Extra General Meeting 2021

The shareholders of NCAB Group AB (publ), reg. no. 556733-0161, (“Company”), are hereby convened to the extraordinary general meeting on Wednesday, 15 December 2021.

The board of directors has decided that the extraordinary general meeting shall be held without physical presence of shareholders, representatives and external participants, and that voting may only be done by post prior to the extraordinary general meeting.

Information about the decisions by the extraordinary general meeting will be disclosed on Wednesday, 15 December 2021, as soon as the outcome of the postal voting has been compiled.

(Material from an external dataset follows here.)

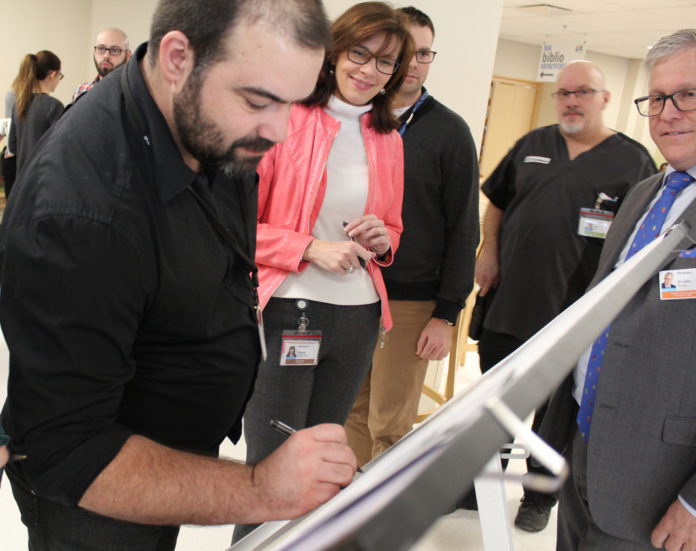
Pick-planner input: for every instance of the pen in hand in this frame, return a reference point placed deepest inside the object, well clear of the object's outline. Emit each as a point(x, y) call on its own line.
point(360, 258)
point(287, 430)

The right to participate at the extraordinary general meeting etc.
Shareholders who wish to participate at the extraordinary general meeting shall

  1. be registered in the share register kept by Euroclear Sweden AB on the record day, which is Tuesday, 7 December 2021, as well as
  2. give notice of their attendance by submitting a postal vote in accordance with the instructions set out under the heading “Postal voting” below in such manner that the postal vote has been received by the Company on Tuesday, 14 December 2021, at the latest.

Please note that notification to the extraordinary general meeting can only be made through postal voting.

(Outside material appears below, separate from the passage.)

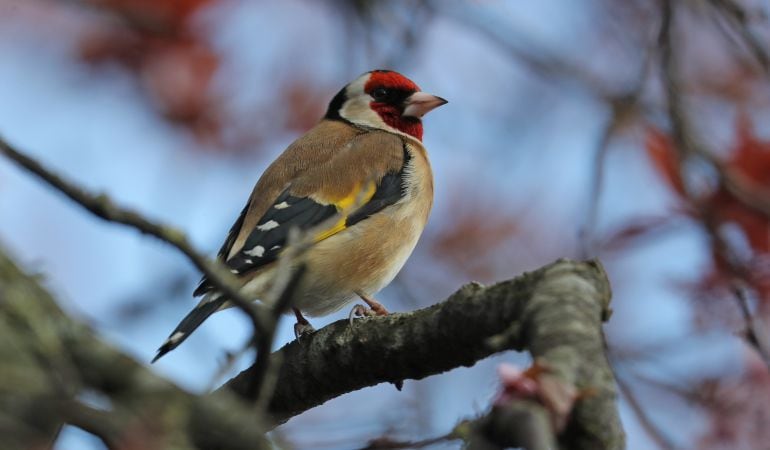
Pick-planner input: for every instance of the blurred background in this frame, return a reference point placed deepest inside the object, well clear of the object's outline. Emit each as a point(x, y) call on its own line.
point(558, 141)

To be entitled to participate in the extraordinary general meeting, shareholders with nominee-registered shares through a bank or other nominee must register their shares in their own name with Euroclear Sweden AB (so-called voting rights registration). Shareholders requesting such registration should notify their nominee well in advance of Tuesday, 7 December 2021. Voting rights registration that has been requested by the shareholder at such time that the registration has been completed by the nominee no later than on Thursday, 9 December 2021 will be taken into account in the preparation of the share register.

Postal voting
Shareholders may exercise their voting rights at the extraordinary general meeting by voting in advance, so called postal voting in accordance with the Act (2020:198) on temporary exceptions to facilitate the execution of general meetings in companies and other associations. A special form should be used for the postal voting. The postal voting form is available on the Company’s website www.ncabgroup.com.

A completed and signed postal voting form can be submitted by post to NCAB Group AB (publ), “EGM”, Mariehällsvägen 37 A, SE-168 65 Bromma, Sweden or by e-mail to agm@ncabgroup.com. A completed form must be received by the Company on Tuesday, 14 December 2021, at the latest.

The shareholder may not provide any other instructions than marking the response alternatives in the postal voting form. If the shareholder has included special instructions or conditions, or supplemented or amended the pre-printed text, the postal vote will be invalid. Further instructions and terms are set out in the postal voting form and on www.ncabgroup.com.

In the postal voting form, the shareholders may request that a resolution on one or several of the matters on the proposed agenda below should be deferred to a so-called continued general meeting, which cannot be conducted solely by way of advance voting. Such continued general meeting shall take place if the extraordinary general meeting so resolves, or if shareholders with at least one tenth of all shares in the Company so request.

Proxies
If a shareholder submits its postal vote by proxy, a written and dated power of attorney signed by the shareholder must be attached to the postal voting form. Power of attorney forms are available on the Company’s website at http://www.ncabgroup.com/. If the shareholder is a legal entity, a registration certificate or another authorization document must be attached to the form.

PROPOSED AGENDA

  1. Appointment of chairman for the meeting.
  2. Preparation and approval of the voting register.
  3. Approval of the agenda.
  4. Election of one or two persons to attest the minutes.
  5. Examination of whether the meeting has been duly convened.
  6. Resolution on extra dividend.
  7. Resolution on share split and adoption of new articles of association.